Apache Tajo
Tajo is a relational and distributed data warehouse system for Hadoop. Tajo is designed for low-latency and scalable ad-hoc queries, online aggregation and ETL on large-data sets by leveraging advanced database techniques. It supports SQL standards. It has its own query engine which allows direct control of distributed execution and data flow. As a result, Tajo has a variety of query evaluation strategies and more optimization opportunities. In addition, Tajo will have a native columnar execution and and its optimizer.
Build instructions for Tajo
Requirements:
- Unix System
- JDK 1.6 or higher
- Maven 3.0 or higher
- Protocol Buffers 2.5.0
- Internet connection for first build (to fetch all Maven and Tajo dependencies)
Maven main modules:
tajo (Main Tajo project)
- tajo-project (Parent POM for all Tajo Maven modules. )
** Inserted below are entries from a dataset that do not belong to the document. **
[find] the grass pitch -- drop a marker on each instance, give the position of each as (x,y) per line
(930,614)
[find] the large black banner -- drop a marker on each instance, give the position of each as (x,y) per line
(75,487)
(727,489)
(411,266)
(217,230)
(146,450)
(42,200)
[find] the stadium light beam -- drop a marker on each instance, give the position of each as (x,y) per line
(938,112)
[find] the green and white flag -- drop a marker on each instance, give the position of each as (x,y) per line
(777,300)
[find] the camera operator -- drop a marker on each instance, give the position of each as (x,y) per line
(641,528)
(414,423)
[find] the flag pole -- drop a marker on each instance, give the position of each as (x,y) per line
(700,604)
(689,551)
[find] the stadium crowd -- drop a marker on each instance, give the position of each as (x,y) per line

(All plugins & dependencies versions are defined here.)
- tajo-algebra
- tajo-catalog
- tajo-client
- tajo-common
- tajo-core
- tajo-docs
- tajo-jdbc
- tajo-project
- tajo-rpc
- tajo-storage
- tajo-dist (Tajo distribution assembler)
Maven build goals:
- Clean : mvn clean
- Compile : mvn compile
- Run tests : mvn test
- Run integrating tests : mvn verify
- Create JAR : mvn package
- Run findbugs : mvn compile findbugs:findbugs
- Install JAR in M2 cache : mvn install
- Build distribution : mvn package [-Pdist][-Dtar]
Build options:
- Use -Dtar to create a TAR with the distribution (using -Pdist)
- Use -Dhadoop.version to build with the specific hadoop version (-Dhadoop.version=2.3.0)
Tests options:
- Use -DskipTests to skip tests when running the following Maven goals: ‘package’, ‘install’, ‘deploy’ or ‘verify’
- -Dtest=
,<TESTCLASSNAME#METHODNAME>,.... - -Dtest.exclude=
- -Dtest.exclude.pattern=**/
.java,**/ .java
Building distributions:
Create binary distribution
$ mvn package -Pdist -DskipTests -Dtar